A. Michael Lincoff, MD, shares the impetus for the TRAVERSE study.
In this video, A. Michael Lincoff, MD, shares the background behind the recent New England Journal of Medicine study, “Cardiovascular Safety of Testosterone-Replacement Therapy.” Lincoff is vice chairman of the Robert and Suzanne Tomsich Department of Cardiovascular Medicine and an interventional cardiologist in the Sydell and Arnold Miller Family Heart, Vascular & Thoracic Institute at Cleveland Clinic in Cleveland, Ohio.

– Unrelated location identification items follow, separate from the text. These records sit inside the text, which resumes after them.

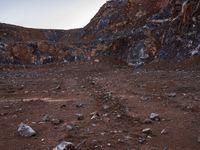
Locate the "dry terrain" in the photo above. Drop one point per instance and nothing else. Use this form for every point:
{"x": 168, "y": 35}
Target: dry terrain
{"x": 103, "y": 106}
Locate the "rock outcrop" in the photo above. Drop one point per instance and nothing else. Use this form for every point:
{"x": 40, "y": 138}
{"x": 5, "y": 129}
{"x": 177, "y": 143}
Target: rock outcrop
{"x": 134, "y": 31}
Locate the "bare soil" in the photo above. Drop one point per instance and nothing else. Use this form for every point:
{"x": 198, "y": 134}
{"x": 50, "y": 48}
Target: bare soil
{"x": 122, "y": 97}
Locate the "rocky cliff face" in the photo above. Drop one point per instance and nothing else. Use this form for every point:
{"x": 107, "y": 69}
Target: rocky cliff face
{"x": 135, "y": 31}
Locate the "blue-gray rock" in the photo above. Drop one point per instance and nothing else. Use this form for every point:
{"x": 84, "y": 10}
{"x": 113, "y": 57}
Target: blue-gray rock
{"x": 65, "y": 146}
{"x": 154, "y": 116}
{"x": 25, "y": 130}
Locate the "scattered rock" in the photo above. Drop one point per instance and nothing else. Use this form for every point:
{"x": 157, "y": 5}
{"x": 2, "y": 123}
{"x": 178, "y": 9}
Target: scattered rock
{"x": 147, "y": 131}
{"x": 147, "y": 121}
{"x": 69, "y": 127}
{"x": 154, "y": 116}
{"x": 80, "y": 116}
{"x": 80, "y": 105}
{"x": 94, "y": 115}
{"x": 56, "y": 121}
{"x": 26, "y": 130}
{"x": 164, "y": 131}
{"x": 141, "y": 140}
{"x": 46, "y": 118}
{"x": 65, "y": 146}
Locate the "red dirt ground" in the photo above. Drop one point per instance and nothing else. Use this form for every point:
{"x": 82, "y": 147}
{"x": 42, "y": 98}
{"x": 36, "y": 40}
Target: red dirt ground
{"x": 29, "y": 93}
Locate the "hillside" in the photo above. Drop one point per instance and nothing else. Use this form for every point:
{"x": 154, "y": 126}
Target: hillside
{"x": 134, "y": 31}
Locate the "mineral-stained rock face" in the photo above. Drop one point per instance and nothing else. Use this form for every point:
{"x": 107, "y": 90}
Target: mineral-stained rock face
{"x": 135, "y": 31}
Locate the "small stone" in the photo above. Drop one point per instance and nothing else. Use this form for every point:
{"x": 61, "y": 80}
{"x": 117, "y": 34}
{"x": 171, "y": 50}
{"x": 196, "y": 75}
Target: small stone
{"x": 65, "y": 146}
{"x": 26, "y": 130}
{"x": 94, "y": 115}
{"x": 46, "y": 118}
{"x": 172, "y": 95}
{"x": 164, "y": 131}
{"x": 79, "y": 105}
{"x": 147, "y": 121}
{"x": 141, "y": 140}
{"x": 56, "y": 121}
{"x": 80, "y": 116}
{"x": 147, "y": 131}
{"x": 154, "y": 116}
{"x": 69, "y": 127}
{"x": 96, "y": 60}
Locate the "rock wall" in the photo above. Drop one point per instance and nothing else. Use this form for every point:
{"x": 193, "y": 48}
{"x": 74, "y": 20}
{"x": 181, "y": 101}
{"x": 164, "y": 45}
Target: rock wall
{"x": 135, "y": 31}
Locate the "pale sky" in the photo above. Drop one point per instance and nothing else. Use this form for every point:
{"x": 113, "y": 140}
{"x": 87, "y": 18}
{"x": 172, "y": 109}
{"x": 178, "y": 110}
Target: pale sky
{"x": 49, "y": 14}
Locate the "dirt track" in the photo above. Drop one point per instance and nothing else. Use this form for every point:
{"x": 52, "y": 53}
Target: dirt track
{"x": 122, "y": 97}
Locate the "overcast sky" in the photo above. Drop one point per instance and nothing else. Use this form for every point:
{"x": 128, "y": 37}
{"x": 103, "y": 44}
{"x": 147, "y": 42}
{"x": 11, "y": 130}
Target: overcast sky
{"x": 51, "y": 14}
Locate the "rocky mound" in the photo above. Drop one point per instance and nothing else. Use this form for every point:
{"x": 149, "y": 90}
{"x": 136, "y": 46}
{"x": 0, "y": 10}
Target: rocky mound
{"x": 134, "y": 31}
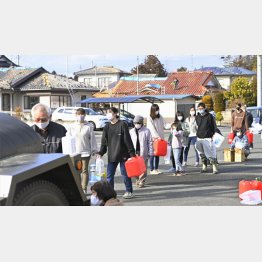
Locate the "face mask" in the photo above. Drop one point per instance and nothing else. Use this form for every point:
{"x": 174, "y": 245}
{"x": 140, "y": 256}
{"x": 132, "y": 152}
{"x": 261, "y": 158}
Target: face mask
{"x": 109, "y": 116}
{"x": 80, "y": 118}
{"x": 138, "y": 126}
{"x": 95, "y": 201}
{"x": 42, "y": 125}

The FDA initiated a review of the use of testosterone replacement therapy in middle-aged and older men in 2010. A small trial of testosterone in older men, the TOM trial, was stopped early by the data safety monitoring committee because of what appeared to be an excess risk of cardiovascular events among the men who had received testosterone. This was a very small trial, with only about 200 men. But the cardiovascular events occurred in 23 patients in the testosterone arm and 5 patients in the placebo arm, so it's a fairly high hazard ratio. The issue is that, although the indication of the approval of testosterone was primarily for severe hypogonadism associated with Klinefelter's or similar genetic disorders or chemical or physical castration, the predominant use in the United States by far is in middle-aged and older men with symptoms of hypogonadism. And those are the same men who have a very high prevalence of cardiovascular disease—as much as 60%—or at least cardiovascular risk factors. And so this finding from the TOM trial was of concern. They reviewed a meta analysis of all the different randomized trials, which also suggested an increased risk, although the number of events that would have qualified as severe major adverse cardiac events was relatively low. And then they also looked at retrospective studies, which had very mixed results and of course are confounded. So I was privileged to be part of an advisory committee meeting that they held in September of 2014, the question to which was, is there sufficient information to make a decision one way or the other? And the overriding consensus was there was not. And so the FDA issued a guidance in March of 2015 that changed the labels, putting a warning on the label of testosterone products and also required testosterone manufacturers to conduct a trial or trials of sufficient size and appropriate design to rule out whether there was an increased risk of myocardial infarction stroke, with testosterone replacement therapy in that group. That was the motivation for the TRAVERSE trial.
This transcript was edited for clarity.